Professors’ Brief Filed in Key Second Amendment Case Calls for Restoration of Privileges or Immunities Clause and Protection of Individual Right To Bear Arms Against State Infringement

by Elizabeth Wydra, Chief Counsel, and David Gans, Director of the Human Rights, Civil Rights, and Citizenship Program, Constitutional Accountability Center

Ten days ago, on the eve of the Sotomayor hearings, CAC filed a brief in the Supreme Court asking the Court to review a case presenting the issue of whether—and, if so, how—the Constitution protects against state infringement of the individual right to keep and bear arms recognized by the Court last year in District of Columbia v. Heller. While live-blogging the Sotomayor hearings kept us too busy last week to share the news of our brief, the hearings only reinforced the importance of the Second Amendment incorporation question and the need for a closer look at the Privileges or Immunities Clause, which itself was the subject of a brief, if confused, line of questioning by Senator Hatch.

CAC’s “friend of the court” brief was filed in McDonald v. City of Chicago, a challenge to several Chicago-area municipal handgun bans on the ground that the Fourteenth Amendment requires state and local governments to respect the individual right to bear arms. CAC’s brief was filed on behalf of a coalition of prominent constitutional law professors of diverse ideologies, including Jack Balkin of Yale Law School and Georgetown’s Randy Barnett, as well as Richard Aynes, Michael Kent Curtis, Michael Lawrence, and Adam Winkler. The scholars on the brief represent a remarkable consensus that the Privileges or Immunities Clause of the Fourteenth Amendment protects substantive fundamental rights, but was essentially read out of existence by the Supreme Court in 19th-century rulings such as The Slaughter-House Cases and United States v. Cruikshank. As another preeminent scholar, Akhil Amar, has written, “[v]irtually no serious modern scholar—left, right, and center—thinks that this is a plausible reading of the Amendment.” CAC’s brief asks the Court to right Slaughter-House’s wrong and restore the Privileges or Immunities Clause to its proper constitutional place.

Our brief echoes CAC’s report, The Gem of the Constitution, which explains that the Privileges or Immunities Clause was intended to be the centerpiece of the Fourteenth Amendment, and contains the critical constitutional language guaranteeing the fundamental rights of all Americans, including rights set out in the Constitution as well as unwritten substantive fundamental rights. In The Gem, we say that “all Americans should cheer a ruling that finally honors some of our Constitution’s most important text and history,” and we are urging the Court to grant review in McDonald and make such a ruling in this case.

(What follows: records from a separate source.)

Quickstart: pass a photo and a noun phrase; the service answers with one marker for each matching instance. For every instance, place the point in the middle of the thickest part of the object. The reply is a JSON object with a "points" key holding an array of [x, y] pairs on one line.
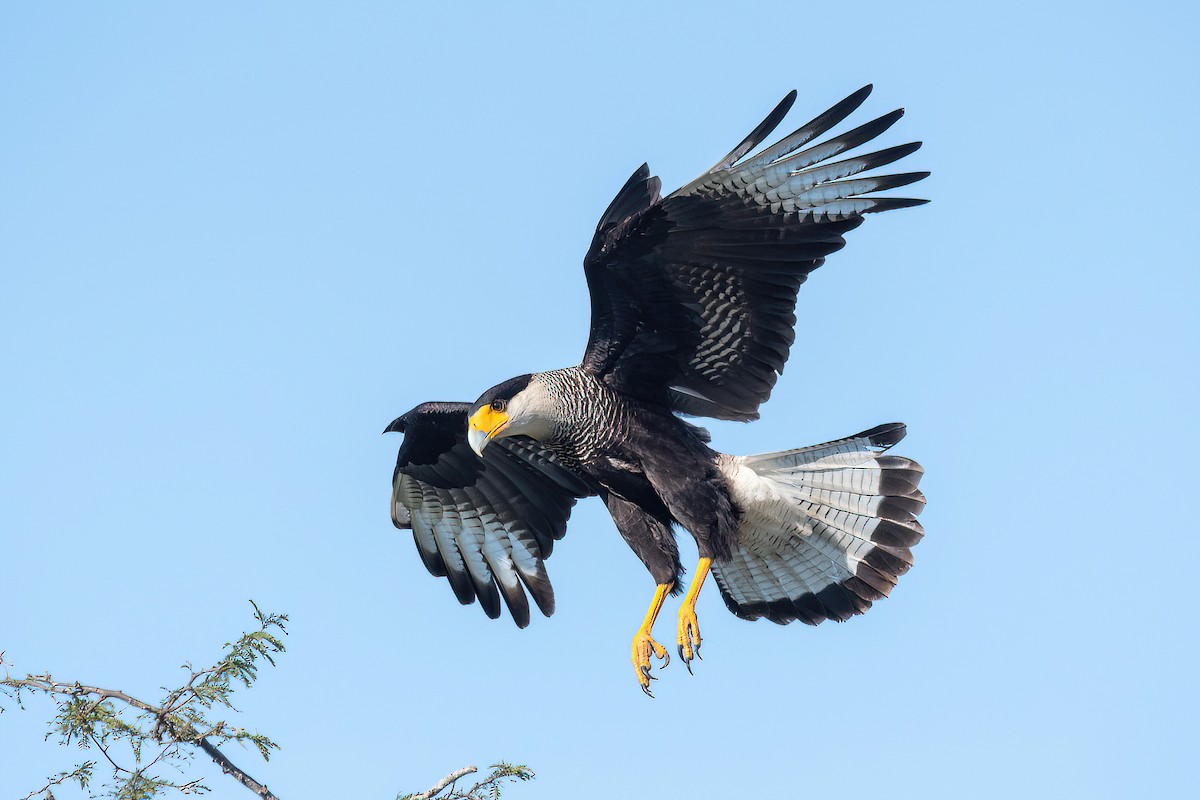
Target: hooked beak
{"points": [[483, 427]]}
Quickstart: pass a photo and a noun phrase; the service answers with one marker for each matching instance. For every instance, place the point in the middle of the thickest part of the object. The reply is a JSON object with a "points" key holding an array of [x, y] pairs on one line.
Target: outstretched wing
{"points": [[694, 295], [486, 524]]}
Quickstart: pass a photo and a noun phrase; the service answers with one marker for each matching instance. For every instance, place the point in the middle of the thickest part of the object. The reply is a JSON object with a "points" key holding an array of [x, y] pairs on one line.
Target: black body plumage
{"points": [[693, 313]]}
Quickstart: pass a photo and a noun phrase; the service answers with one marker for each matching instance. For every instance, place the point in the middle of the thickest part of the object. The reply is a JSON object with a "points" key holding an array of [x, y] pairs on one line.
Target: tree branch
{"points": [[443, 783]]}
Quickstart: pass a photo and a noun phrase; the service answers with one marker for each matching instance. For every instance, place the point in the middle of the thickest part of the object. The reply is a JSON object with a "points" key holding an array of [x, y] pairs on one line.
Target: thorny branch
{"points": [[91, 716]]}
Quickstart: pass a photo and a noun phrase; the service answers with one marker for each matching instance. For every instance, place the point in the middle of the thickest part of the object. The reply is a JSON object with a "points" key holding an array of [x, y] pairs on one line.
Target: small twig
{"points": [[444, 782]]}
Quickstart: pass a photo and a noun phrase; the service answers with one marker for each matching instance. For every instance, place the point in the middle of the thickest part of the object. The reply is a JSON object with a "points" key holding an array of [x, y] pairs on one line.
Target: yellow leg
{"points": [[689, 625], [645, 643]]}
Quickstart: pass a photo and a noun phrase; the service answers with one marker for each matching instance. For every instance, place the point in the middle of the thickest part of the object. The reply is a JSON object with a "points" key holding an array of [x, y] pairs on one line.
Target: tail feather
{"points": [[825, 530]]}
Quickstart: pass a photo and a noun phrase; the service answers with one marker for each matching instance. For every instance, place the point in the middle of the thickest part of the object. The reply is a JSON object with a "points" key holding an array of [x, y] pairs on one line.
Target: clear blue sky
{"points": [[238, 239]]}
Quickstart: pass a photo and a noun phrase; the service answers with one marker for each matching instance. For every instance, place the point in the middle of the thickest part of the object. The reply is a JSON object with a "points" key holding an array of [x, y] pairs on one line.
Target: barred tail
{"points": [[825, 530]]}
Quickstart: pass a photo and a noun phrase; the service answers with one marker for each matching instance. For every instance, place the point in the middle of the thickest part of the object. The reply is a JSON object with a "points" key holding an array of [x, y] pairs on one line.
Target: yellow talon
{"points": [[689, 625], [645, 643]]}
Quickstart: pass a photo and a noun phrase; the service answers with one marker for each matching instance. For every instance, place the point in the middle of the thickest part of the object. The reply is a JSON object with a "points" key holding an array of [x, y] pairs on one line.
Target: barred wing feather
{"points": [[694, 295], [486, 524]]}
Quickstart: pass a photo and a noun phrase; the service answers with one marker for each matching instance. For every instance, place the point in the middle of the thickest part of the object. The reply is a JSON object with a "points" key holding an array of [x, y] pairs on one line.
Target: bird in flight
{"points": [[693, 314]]}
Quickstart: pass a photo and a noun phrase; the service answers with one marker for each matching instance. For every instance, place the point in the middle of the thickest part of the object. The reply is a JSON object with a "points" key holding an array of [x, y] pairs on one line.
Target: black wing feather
{"points": [[694, 295]]}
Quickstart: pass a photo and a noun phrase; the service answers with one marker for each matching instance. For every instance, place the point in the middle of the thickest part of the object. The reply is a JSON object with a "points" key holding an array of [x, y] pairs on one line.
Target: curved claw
{"points": [[646, 648], [687, 661], [689, 635]]}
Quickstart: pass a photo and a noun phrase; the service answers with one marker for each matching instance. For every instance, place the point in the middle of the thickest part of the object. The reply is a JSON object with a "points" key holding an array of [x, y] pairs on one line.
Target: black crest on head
{"points": [[504, 391]]}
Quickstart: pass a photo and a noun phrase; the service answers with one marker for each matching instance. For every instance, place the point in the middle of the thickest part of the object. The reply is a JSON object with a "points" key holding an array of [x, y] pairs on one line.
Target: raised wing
{"points": [[694, 295], [486, 524]]}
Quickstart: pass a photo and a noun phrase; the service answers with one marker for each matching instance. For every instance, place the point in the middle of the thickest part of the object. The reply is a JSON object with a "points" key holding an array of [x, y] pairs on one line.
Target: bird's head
{"points": [[517, 407]]}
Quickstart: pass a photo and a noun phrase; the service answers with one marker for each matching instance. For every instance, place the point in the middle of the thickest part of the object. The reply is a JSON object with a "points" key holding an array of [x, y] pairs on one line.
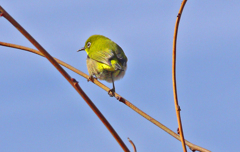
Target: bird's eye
{"points": [[88, 44]]}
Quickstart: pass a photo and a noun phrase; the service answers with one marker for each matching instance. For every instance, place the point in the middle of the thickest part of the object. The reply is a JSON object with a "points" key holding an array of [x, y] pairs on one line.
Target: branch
{"points": [[126, 102], [72, 81], [177, 107]]}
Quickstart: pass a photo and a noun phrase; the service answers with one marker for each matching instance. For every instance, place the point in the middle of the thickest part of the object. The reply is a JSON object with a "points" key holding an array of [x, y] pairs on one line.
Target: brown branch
{"points": [[134, 147], [177, 107], [129, 104], [72, 81]]}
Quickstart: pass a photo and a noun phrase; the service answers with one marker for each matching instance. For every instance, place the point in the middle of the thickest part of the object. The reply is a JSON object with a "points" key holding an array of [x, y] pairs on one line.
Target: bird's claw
{"points": [[91, 78], [111, 92]]}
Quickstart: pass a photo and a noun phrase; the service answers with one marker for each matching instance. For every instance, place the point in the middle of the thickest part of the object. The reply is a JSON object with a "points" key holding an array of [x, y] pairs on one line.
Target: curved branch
{"points": [[72, 81], [177, 107], [129, 104]]}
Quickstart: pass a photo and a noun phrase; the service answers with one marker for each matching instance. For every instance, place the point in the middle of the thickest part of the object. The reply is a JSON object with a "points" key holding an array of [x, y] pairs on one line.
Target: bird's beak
{"points": [[81, 49]]}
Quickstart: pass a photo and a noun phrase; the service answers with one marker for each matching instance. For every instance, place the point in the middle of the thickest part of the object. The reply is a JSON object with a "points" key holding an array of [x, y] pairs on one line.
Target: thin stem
{"points": [[134, 147], [126, 102], [177, 107], [65, 74]]}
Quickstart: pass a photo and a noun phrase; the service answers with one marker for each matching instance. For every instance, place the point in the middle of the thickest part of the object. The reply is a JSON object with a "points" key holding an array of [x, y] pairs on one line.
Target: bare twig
{"points": [[72, 81], [134, 147], [129, 104], [177, 107]]}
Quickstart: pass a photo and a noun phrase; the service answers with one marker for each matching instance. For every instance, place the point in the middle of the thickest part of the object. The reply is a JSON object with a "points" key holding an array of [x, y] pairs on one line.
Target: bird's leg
{"points": [[111, 92]]}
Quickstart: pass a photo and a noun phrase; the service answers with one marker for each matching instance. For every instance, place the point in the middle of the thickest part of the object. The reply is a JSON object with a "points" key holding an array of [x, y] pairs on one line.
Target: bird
{"points": [[106, 60]]}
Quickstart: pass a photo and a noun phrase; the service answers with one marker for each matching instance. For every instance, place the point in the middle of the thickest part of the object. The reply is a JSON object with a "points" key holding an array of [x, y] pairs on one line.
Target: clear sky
{"points": [[40, 111]]}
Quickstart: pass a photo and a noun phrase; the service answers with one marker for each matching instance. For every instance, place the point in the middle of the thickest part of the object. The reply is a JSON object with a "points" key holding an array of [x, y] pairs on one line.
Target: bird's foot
{"points": [[91, 78], [111, 92]]}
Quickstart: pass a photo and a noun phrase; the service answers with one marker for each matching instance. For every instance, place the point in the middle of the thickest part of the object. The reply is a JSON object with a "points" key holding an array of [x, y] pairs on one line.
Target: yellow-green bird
{"points": [[105, 59]]}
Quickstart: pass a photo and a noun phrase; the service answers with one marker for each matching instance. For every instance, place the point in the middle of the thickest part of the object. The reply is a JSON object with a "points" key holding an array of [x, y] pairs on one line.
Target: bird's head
{"points": [[93, 43]]}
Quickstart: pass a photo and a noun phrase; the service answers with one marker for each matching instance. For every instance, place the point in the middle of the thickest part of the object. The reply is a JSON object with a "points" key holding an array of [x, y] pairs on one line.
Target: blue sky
{"points": [[40, 111]]}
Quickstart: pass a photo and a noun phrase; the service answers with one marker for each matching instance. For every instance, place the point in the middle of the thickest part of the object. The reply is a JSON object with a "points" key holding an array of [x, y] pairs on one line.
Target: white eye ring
{"points": [[88, 44]]}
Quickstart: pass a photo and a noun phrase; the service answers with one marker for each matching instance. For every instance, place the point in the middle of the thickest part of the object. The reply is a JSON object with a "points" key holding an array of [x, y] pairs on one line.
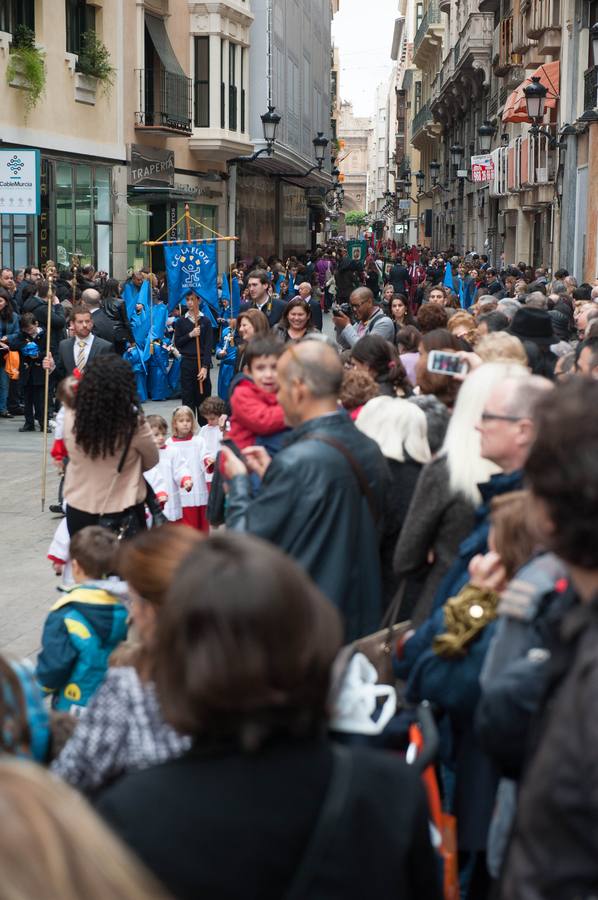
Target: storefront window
{"points": [[64, 214], [138, 231], [83, 215], [17, 241]]}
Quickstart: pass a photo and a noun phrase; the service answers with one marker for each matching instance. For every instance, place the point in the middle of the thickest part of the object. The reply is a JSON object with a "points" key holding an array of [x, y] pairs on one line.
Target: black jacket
{"points": [[39, 308], [187, 346], [311, 506], [273, 310], [553, 853], [236, 825], [66, 354]]}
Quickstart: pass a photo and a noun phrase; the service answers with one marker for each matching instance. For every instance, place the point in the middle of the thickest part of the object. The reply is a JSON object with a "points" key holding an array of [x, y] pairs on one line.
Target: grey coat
{"points": [[438, 520]]}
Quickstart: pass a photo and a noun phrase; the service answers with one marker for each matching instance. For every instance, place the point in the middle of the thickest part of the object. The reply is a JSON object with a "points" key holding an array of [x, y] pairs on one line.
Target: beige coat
{"points": [[87, 481]]}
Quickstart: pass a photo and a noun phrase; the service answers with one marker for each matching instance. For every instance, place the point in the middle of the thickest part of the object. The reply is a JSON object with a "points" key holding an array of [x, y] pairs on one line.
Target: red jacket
{"points": [[254, 413]]}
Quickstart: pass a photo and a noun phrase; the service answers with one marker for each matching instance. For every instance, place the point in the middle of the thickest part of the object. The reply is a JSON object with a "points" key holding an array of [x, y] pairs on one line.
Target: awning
{"points": [[162, 44], [515, 108]]}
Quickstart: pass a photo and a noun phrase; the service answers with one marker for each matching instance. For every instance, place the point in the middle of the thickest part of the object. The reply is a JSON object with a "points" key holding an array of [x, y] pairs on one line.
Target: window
{"points": [[83, 214], [202, 82], [222, 87], [232, 87], [243, 57], [16, 12]]}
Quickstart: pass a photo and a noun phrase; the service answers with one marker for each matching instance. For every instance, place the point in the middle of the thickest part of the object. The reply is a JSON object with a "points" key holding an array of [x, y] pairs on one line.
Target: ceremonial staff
{"points": [[197, 348], [47, 390]]}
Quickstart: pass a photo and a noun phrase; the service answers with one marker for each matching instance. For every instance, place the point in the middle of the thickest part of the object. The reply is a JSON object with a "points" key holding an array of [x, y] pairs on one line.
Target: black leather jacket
{"points": [[311, 506]]}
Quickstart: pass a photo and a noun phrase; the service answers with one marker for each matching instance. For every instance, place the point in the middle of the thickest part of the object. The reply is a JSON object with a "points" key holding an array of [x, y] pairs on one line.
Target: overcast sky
{"points": [[364, 39]]}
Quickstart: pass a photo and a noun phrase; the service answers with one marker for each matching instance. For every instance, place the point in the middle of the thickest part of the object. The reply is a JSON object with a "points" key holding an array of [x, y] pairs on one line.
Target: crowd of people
{"points": [[409, 439]]}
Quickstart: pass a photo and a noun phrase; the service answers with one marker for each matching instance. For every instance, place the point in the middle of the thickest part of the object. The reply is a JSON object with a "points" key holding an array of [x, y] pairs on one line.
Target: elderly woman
{"points": [[264, 805]]}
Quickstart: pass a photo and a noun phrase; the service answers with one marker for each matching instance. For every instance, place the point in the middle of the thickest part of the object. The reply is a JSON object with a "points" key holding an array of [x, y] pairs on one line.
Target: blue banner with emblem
{"points": [[193, 267]]}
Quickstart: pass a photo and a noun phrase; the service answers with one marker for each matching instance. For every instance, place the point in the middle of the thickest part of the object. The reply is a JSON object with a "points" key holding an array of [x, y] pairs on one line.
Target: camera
{"points": [[342, 309]]}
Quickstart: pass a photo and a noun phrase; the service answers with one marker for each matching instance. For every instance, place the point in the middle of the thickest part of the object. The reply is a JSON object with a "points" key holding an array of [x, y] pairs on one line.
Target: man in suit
{"points": [[78, 351], [103, 326], [259, 291], [316, 310]]}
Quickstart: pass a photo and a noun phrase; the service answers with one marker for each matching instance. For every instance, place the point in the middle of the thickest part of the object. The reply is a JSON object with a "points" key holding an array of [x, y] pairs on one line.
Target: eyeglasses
{"points": [[489, 417]]}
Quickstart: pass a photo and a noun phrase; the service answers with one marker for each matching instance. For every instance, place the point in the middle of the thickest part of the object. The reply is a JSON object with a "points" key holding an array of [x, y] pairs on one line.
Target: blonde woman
{"points": [[54, 846], [442, 510]]}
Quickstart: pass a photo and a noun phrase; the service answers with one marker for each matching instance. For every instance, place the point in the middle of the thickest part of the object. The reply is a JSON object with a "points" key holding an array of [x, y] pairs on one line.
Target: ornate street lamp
{"points": [[320, 143], [485, 135], [535, 99], [270, 122]]}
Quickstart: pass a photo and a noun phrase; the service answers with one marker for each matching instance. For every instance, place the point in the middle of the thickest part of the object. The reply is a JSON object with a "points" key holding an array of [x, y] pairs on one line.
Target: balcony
{"points": [[164, 102], [428, 36], [590, 89]]}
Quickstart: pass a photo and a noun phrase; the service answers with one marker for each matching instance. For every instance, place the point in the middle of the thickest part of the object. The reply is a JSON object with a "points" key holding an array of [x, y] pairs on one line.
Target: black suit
{"points": [[273, 310], [103, 326], [66, 354]]}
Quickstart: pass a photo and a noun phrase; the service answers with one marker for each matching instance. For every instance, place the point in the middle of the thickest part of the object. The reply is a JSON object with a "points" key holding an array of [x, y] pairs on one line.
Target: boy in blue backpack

While we believe all Americans should support reviving the Privileges or Immunities Clause, the fight over Second Amendment incorporation should be especially important to progressives (a point that was left out of Lyle Denniston’s otherwise helpful overview of the case in SCOTUSBlog on July 20). As we have explained, a ruling that overrules Slaughter-House and restores the Privileges or Immunities Clause to its intended constitutional role will undergird the Court’s existing fundamental rights jurisprudence, a line of cases that starts with Meyer v. Nebraska and runs through cases such as Roe v. Wade and Lawrence v. Texas.

Rejuvenating the Privileges or Immunities Clause would provide a textual hook for the protection of fundamental rights, immeasurably strengthening their foundation. With a text that explicitly protects the substantive liberties of all Americans finally read back into the Constitution, conservative claims that the Court has no textual basis to safeguard substantive constitutional rights would lose their force, and the protection of fundamental constitutional rights would be on secure textual footing.

The work of the constitutional law professors who have joined CAC’s Supreme Court brief in McDonald has definitively discredited the reasoning of Slaughter-House and other Supreme Court cases that relegated the Privileges or Immunities Clause to a constitutional afterthought. We hope that the Supreme Court grants review of the McDonald case to set the record straight on the Privileges or Immunities Clause and its protection of substantive fundamental rights.